Miré por la ventanilla y vi dos coloridos autobuses, varias camionetas, camiones cargados con plantas bamboleantes y montones de chatarra atada con cuerdas. Todos los vehículos abrían abanicos de agua. Volví a fijarme en el coche marrón que nos seguía a bastantes metros de distancia. Era un Toyota grande de cuatro puertas, último modelo, que goteaba barro viscoso. La matrícula estaba abollada y era ilegible. La parte delantera del coche estaba cubierta de barro, que ascendía hacia el capó haciendo formas sinuosas. El parabrisas, lleno de salpicaduras, tenía los dos semicírculos que dejaban los limpiaparabrisas, pero no se veía bien al conductor, que tenía la cara oculta a la sombra de una especie de sombrero de ala ancha; él o ella parecía una silueta recortada en papel negro.
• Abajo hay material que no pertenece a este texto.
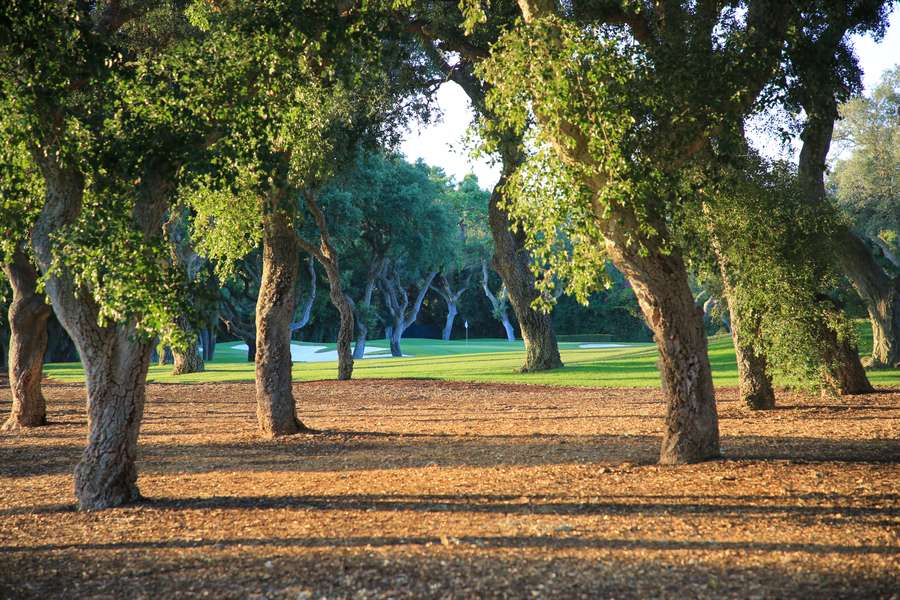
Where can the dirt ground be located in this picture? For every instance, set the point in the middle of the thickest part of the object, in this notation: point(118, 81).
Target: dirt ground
point(422, 489)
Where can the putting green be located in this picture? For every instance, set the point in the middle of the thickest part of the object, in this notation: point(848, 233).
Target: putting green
point(482, 360)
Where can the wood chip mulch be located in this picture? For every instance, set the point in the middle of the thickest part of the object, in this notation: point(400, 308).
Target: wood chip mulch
point(424, 489)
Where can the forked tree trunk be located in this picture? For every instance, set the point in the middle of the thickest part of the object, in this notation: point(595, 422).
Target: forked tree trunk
point(402, 314)
point(843, 370)
point(28, 316)
point(513, 263)
point(345, 330)
point(660, 282)
point(362, 329)
point(189, 360)
point(115, 357)
point(327, 256)
point(500, 311)
point(276, 409)
point(359, 349)
point(452, 311)
point(754, 383)
point(879, 292)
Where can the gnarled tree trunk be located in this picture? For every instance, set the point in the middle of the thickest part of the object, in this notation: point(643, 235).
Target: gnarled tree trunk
point(513, 263)
point(28, 315)
point(276, 409)
point(115, 357)
point(660, 282)
point(843, 368)
point(879, 292)
point(754, 382)
point(189, 360)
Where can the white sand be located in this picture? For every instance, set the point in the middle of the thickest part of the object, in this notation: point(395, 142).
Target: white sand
point(604, 345)
point(312, 353)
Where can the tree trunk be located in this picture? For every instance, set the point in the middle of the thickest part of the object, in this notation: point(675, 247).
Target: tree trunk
point(116, 376)
point(754, 382)
point(395, 343)
point(191, 360)
point(115, 357)
point(345, 331)
point(359, 350)
point(28, 316)
point(276, 409)
point(452, 311)
point(507, 327)
point(843, 370)
point(879, 292)
point(513, 263)
point(660, 282)
point(211, 347)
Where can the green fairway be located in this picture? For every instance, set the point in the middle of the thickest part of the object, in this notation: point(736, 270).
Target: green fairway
point(490, 360)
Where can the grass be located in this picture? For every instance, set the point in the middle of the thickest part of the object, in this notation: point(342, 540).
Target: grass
point(483, 360)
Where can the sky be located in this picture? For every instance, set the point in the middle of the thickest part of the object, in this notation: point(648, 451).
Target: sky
point(443, 143)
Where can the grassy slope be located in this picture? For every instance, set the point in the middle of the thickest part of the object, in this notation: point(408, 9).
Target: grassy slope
point(481, 360)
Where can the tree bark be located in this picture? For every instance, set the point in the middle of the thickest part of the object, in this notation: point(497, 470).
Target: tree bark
point(345, 331)
point(362, 328)
point(276, 409)
point(500, 312)
point(189, 360)
point(879, 292)
point(115, 357)
point(513, 262)
point(754, 383)
point(843, 370)
point(511, 259)
point(183, 257)
point(393, 291)
point(452, 311)
point(660, 282)
point(451, 299)
point(28, 316)
point(328, 257)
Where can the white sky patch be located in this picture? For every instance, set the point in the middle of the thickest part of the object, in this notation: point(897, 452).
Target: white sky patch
point(442, 144)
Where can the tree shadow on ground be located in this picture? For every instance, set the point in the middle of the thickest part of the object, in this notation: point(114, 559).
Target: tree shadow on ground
point(471, 567)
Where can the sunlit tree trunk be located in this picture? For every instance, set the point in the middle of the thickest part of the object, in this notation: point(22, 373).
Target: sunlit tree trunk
point(879, 292)
point(115, 357)
point(276, 409)
point(28, 315)
point(660, 282)
point(498, 304)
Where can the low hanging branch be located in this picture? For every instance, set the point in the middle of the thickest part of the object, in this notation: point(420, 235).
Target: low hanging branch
point(325, 253)
point(397, 300)
point(500, 305)
point(306, 312)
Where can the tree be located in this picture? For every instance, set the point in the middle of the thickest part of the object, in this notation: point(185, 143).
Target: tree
point(469, 203)
point(822, 71)
point(72, 75)
point(619, 102)
point(396, 230)
point(866, 186)
point(499, 303)
point(457, 56)
point(28, 311)
point(321, 82)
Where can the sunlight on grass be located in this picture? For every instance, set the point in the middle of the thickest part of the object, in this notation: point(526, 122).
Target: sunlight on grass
point(490, 360)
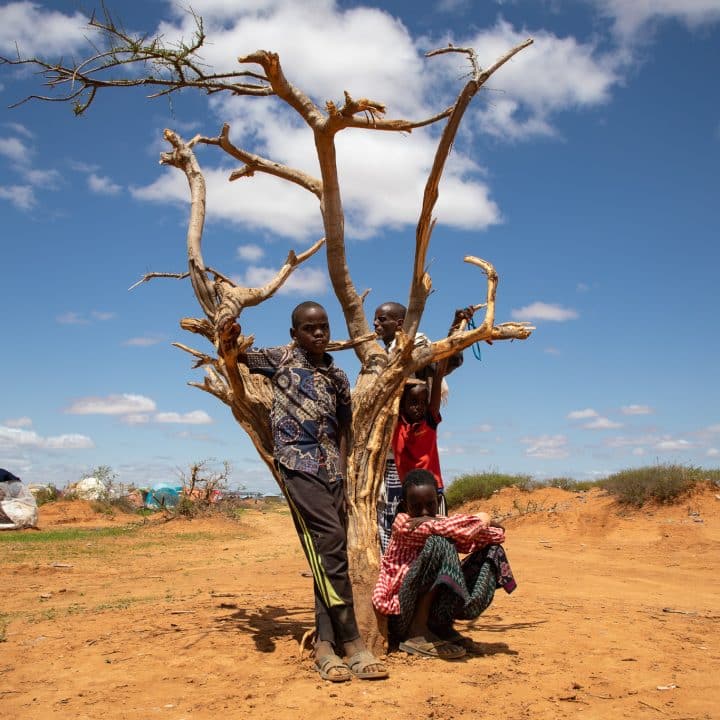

—¿Quién es ése? —pregunté.

—¿Qué? —Erik se volvió un poco—. Espera un momento. Este tramo es peligroso.

Más adelante aparecieron ante la vista unas crestas marrones cubiertas de árboles verdes y empezó a caer una fina lluvia plateada. El coche marrón seguía detrás de nosotros. Las oscuras manos del conductor tamborileaban sobre el volante con impaciencia, y luego trataron de limpiar por dentro el parabrisas empañado.

Al verlo, sentí que una descarga nerviosa recorría mi pecho. Pero Erik no se dio cuenta de nada, pisó el acelerador y se concentró en la conducción hasta que vimos aparecer el volcán Agua.

—Bueno, ¿qué me decías? —preguntó.

Yo volví a mirar hacia atrás, pero seguía sin poder distinguir al conductor del coche marrón. Así que decidí no decirle nada a Erik hasta que estuviera segura.

—Nada —respondí, contemplando el magnífico volcán que se alzaba ante nosotros, coronado por nubes azules y negras.

Pero en mi interior sabía, presentía, que la persona que nos seguía en el coche marrón era Yolanda.